Ugandan experience shows TB detection can be successfully incorporated into community HIV testing campaigns

Michael Carter
Sept. 19, 2016, 5:31 p.m.

Community health campaigns provide an opportunity to detect previously undiagnosed cases of tuberculosis (TB), investigators report in the online edition of the Journal of Acquired Immune Deficiency Syndromes. Research conducted in rural Uganda showed that incorporating TB screening into community health campaigns offering universal HIV testing led to the diagnosis of undetected TB cases. Overall, approximately 3000 patients need to be screened to identify one new case of TB, but among patients with HIV and chronic cough, the yield was one new TB diagnosis per 80 screens.

“Our data suggest that coupling population-based HIV and TB testing within a multi-disease health campaign approach provides an innovative method to increase detection of smear-positive TB cases while rapidly increasing HIV testing coverage,” write the authors. “The burden of undiagnosed TB disease and the number needed to screen and identify one new TB case are within the range of prior estimates from TB prevalence surveys in sub-Saharan Africa.”

Globally, HIV and TB are a leading cause of death due to infectious disease. Even though effective antibiotic therapy is available, TB remains an important cause of mortality in East Africa, largely because of late diagnosis and under-diagnosis of the infection.

Investigators wanted to see if shifting TB detection out of clinical settings and into the community would lead to the detection of previously undiagnosed cases of the infection. They therefore analysed data obtained from a multi-disease community health campaign conducted between 2013-14 in seven rural communities in eastern Uganda.

The study forms part of the larger SEARCH study, an investigation of the effectiveness of mutli-disease prevention campaigns in maximising HIV diagnosis, treatment and viral suppression in the east African setting.

TB screening was incorporated into population-wide HIV testing. Study staff worked with local community leaders to identify all eligible adults and to promote the community health campaign. For a two-week period, HIV testing, together with screening for TB and other health conditions, were provided at well-known and convenient community locations. Patients were offered a rapid HIV test, and individuals testing positive had point-of-care CD4 monitoring and were linked to ongoing care. For TB screening, all patients were asked if they had a cough, and if this was present if it was persistent, lasting for more than two weeks. Participants with a prolonged cough were asked to provide a spontaneous sputum sample which was sent for microscopy evaluation with results returned the same day. Staff contacted all patients with positive microscopy results.

A total of 36,785 adults were identified in the baseline census and 27,214 (74%) of these individuals attended a community health campaign. The median age of those attending was 30 years and 57% were women. Almost all (99%) accepted the offer of an HIV test, with 3.5% testing positive.

Cough was reported by 5,786 (21%) of participants and 2,876 (11%) reported a persistent cough. The rate of persistent cough was higher in older patients, in women compared to men (11.4% vs. 9.5%, p < 0.001) and in HIV-positive rather than HIV-negative patients (17% vs. 10%).

Only 38% of patients with a persistent cough were able to expectorate sputum. Factors associated with being able to produce a sputum sample were older age (p < 0.001) and HIV-positive status (p < 0.001).

Sputum samples from ten patients were positive for acid-fast bacilli. Three of the patients were HIV-positive, and one of these individuals was newly diagnosed with HIV thanks to the community health campaign.

Nine of the TB diagnoses were new; the other case had previously been detected at a local health centre. Six of the new cases had microscopy results suggesting their TB was highly contagious.

Overall, 0.31% of patients were newly diagnosed with TB. The number of patients needed to screen using symptoms and microscopy to identify a single new case was 3,024. The number of patients with prolonged cough who required screening with microscopy to identity a new case was 320, the figure falling to 80 per case for HIV-positive patients with chronic cough.

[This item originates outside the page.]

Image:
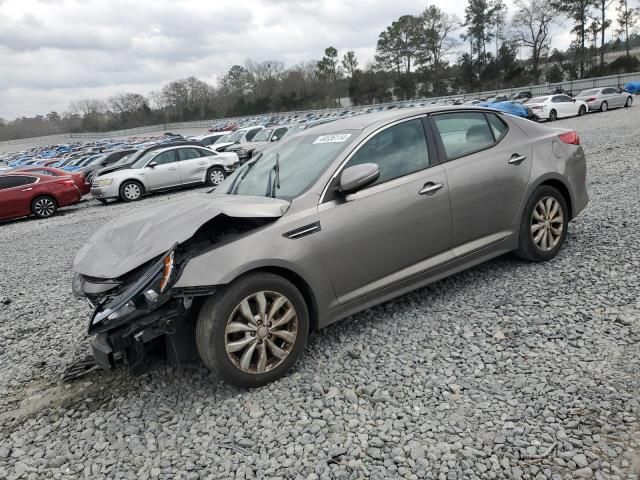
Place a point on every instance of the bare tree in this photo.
(531, 24)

All nine patients with newly detected TB were linked to care and initiated TB therapy. This treatment was completed by six patients. One individual experienced treatment failure and initiated a second-line regimen; one individual was lost to follow-up; one patient died of trauma before completing their treatment.

The investigators acknowledge their study was limited by the lack of a cost-effectiveness analysis.

“Our multi-disease community health campaign approach provided an opportunity to increase TB case detection and treatment and to reduce the burden of undiagnosed TB disease in rural Uganda, in the context of population-wide, HIV testing scale-up,” conclude the authors.

Reference

Ssemmondo E et al. Population-based active TB case finding during large-scale mobile HIV testing campaigns in rural Uganda. J Acquir Immune Defic Syndr, online edition. DOI: 10.1097/QAI.000000000001142 (2016).